On current growth trends, cooling equipment represents 20 percent of total electricity consumption today, and it is expected to more than double by 2050. Greenhouse gas emissions from power consumption will increase, alongside the leakage of refrigerant gases, most of which have a much higher global warming potential than carbon dioxide.

G20 countries represent 73 percent of the 2050 emission reduction potential. As of 2022, while more than 80 percent of countries have at least one regulatory instrument in place in these areas, implementation remains inadequate, lacking an integrated approach.

Measures recommended to meet the goal include passive cooling measures, such as insulation, natural shading, ventilation, and reflective surfaces. These strategies can potentially reduce cooling loads by 24 percent in 2050, resulting in capital cost savings in avoided new cooling equipment of up to USD 3 trillion and reducing emissions by 1.3 billion tonnes of CO2e.

Higher efficiency standards and better labeling of all cooling equipment are said to triple the global average efficiency of cooling equipment in 2050 from today’s levels.
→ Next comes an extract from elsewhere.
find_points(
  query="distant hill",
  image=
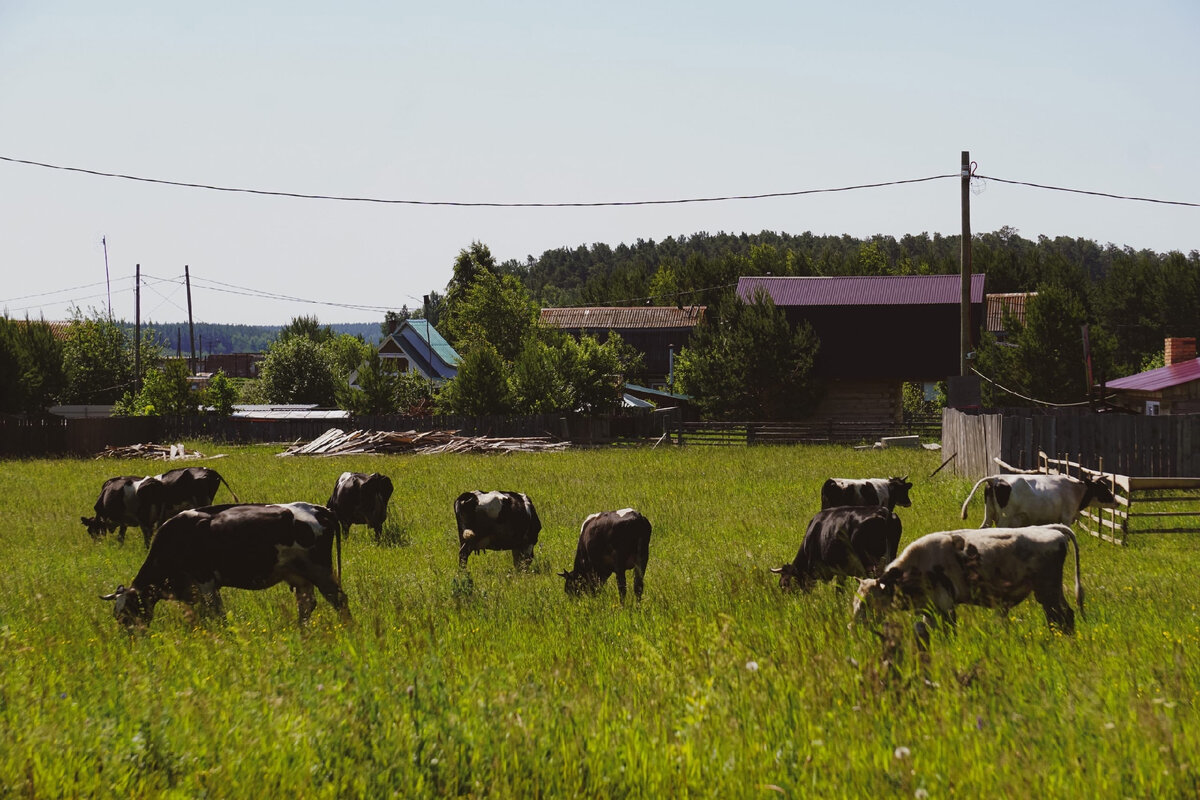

This would deliver 30 percent of modeled energy savings, lowering energy bills, and improving the resilience and financial viability of cold chains.

The enforcement of the Kigali Amendment is crucial. The world has committed to phasing down HFCs through the Kigali Amendment to the Montreal Protocol – a global deal designed to protect the ozone layer and slow climate change.

Faster action is possible and can achieve a halving of HFC emissions in 2050 compared to the Kigali phase-down timetable through rapid uptake of better technologies in new equipment, better refrigerant management, and stronger national enforcement.

Finance is critical, and the report suggests total life-cycle cost savings of USD 22 trillion will make the sustainable cooling transition affordable. Existing business models need to be scaled to utilise these savings, incorporating sustainable cooling criteria into banks’ lending practices, and providing dedicated concessional finance for developing countries.